This Is London, October 2, 2007
A boy of ten who claims to have been attacked by a Slovakian woman with an iron bar could be charged with inciting racial hatred, it emerged last night.
Jake Stedman admitted that the woman hit him after he threw a berry at her and told her to ‘go back to her own country’.
As a result, the boy—who was left with two black eyes—could become the youngest person in the country ever to be charged with the offence.
A police source said: “There have been allegations that he used racist language and it is necessary for us to investigate the claims.”
The Slovakian woman involved, 35, was arrested and could face assault charges.

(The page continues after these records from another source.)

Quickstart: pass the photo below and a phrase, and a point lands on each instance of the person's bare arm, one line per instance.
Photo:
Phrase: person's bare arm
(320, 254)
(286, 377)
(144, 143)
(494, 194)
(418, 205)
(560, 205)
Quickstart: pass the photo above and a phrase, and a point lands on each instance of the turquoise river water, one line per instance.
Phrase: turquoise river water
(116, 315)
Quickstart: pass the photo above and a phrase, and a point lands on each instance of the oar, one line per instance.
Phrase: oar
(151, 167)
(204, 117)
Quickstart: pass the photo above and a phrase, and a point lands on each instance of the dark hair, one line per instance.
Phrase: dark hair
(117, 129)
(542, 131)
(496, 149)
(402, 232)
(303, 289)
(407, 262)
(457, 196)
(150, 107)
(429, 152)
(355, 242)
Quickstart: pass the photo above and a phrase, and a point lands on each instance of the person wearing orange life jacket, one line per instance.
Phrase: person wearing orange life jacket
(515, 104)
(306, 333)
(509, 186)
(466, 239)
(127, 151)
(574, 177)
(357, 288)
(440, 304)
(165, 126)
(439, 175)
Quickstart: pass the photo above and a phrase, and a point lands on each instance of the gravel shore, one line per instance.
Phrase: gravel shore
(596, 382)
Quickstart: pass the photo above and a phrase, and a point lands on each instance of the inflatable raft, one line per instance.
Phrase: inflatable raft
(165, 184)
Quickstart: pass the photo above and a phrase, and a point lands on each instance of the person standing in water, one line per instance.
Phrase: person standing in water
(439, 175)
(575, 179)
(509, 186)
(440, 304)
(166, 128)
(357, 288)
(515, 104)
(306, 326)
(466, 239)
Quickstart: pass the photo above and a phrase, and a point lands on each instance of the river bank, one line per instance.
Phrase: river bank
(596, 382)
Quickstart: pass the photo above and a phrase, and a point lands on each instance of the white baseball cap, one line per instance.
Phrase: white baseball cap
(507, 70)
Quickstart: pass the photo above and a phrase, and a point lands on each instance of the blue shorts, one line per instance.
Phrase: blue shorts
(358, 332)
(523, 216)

Jake, a white English pupil, attends Luton Junior School in Chatham, Kent. The school is so riven by racial tension after an influx of Slovakian and other eastern-European children that four police patrol the gates every day.
On Saturday, one week after the alleged assault, two teenage girls were arrested for throwing stones at and abusing a Slovakian man just yards from the school.
Locals believe it may have been a revenge attack.
Police said there had been 13 race-related incidents in the area in six months.
One resident, English mother Candice Smith, 30, claimed her son William had twice been chased and threatened by Slovakian children and their parents.
But Slovakian father David Feri, 24, said English parents were teaching their children racism.
Jake Stedman was found in a pool of blood after insulting the woman in her 20s, who is believed to have a child at the same primary school.
He says she chased him down an alleyway before repeatedly striking him on the head and back with the 2ft pipe as he cowered on the floor, leaving him with two black eyes.
His mother, Amanda Stedman, 29, from Chatham, Kent, said: “I came running out the house and saw him lying in a pool of blood crying.
“He was completely in shock—he’s just a little boy.
“I know he can misbehave and he’s easily led but for this to happen is outrageous.”
Police were standing guard at Luton Junior School in Chatham at leaving time last night in an attempt to prevent racial tensions in the area rising further.
Parents angrily confronted four officers outside the school gates over the incident, which took place a week last Saturday.
A number said an increasing number of Slovak families in the area had led to friction with British parents.
About a third of around 400 pupils at the school are believed to be Slovakian-born.
British children had complained of being bullied by the Slovakian pupils, who they said had told them: “We only play with our own kind.”
One parent at the school, who did not wish to be named, said: “When the parents come and collect their children, the Slovakians stand on one side of the playground and we stand on the other.
“It is a bit like a stand-off.”
Another, mother- of-three Carla Spanton, said parents are already pulling their children out of the school following a large intake of Slovakian pupils over the summer.
“There’s been trouble ever since,” she said. “Our kids are being threatened with having their throats slit.
“It’s happening every day but no one is taking any notice.
“This used to be a good school but it’s not any more.” Father-of-one Shane Treeby added: “The trouble is going to spill over and it’s going to happen soon.
“There’s been a load of attacks recently in and around the school with gangs of Slovakians going round beating up the local kids.
“That boy getting hit was just one example, but there’s stabbings and all sorts round here which is not getting reported.” Police last night confirmed they had made an arrest in connection with the alleged pipe attack.
Chief Inspector Peter Wedlake, of Medway Police, said officers would remain on duty outside the school.
He added: “We won’t tolerate racially-motivated offences, whoever they are committed by.”
A statement issued by Medway Council on behalf of the school said: “Community cohesion is a shared responsibility for us all.
“Medway schools are typically happy and calm places where children from different backgrounds learn together and get on well.
“We work closely with the police, community support officers and the wider community to play our part in providing good race relations among pupils, parents and the wider community.”
The incident comes after last week’s admission by police that the influx of immigrants to Britain is placing a huge strain on resources.
Leading the warnings was Cambridgeshire’s chief constable Julie Spence.
She said the surge in arrivals from Eastern Europe has meant an increasing bill for translation services for victims, witnesses and criminals who often speak little or no English.
Shadow Home Secretary David Davis backed the calls for tighter immigration procedures, saying Labour’s ‘opendoor approach’ is to blame for the problems.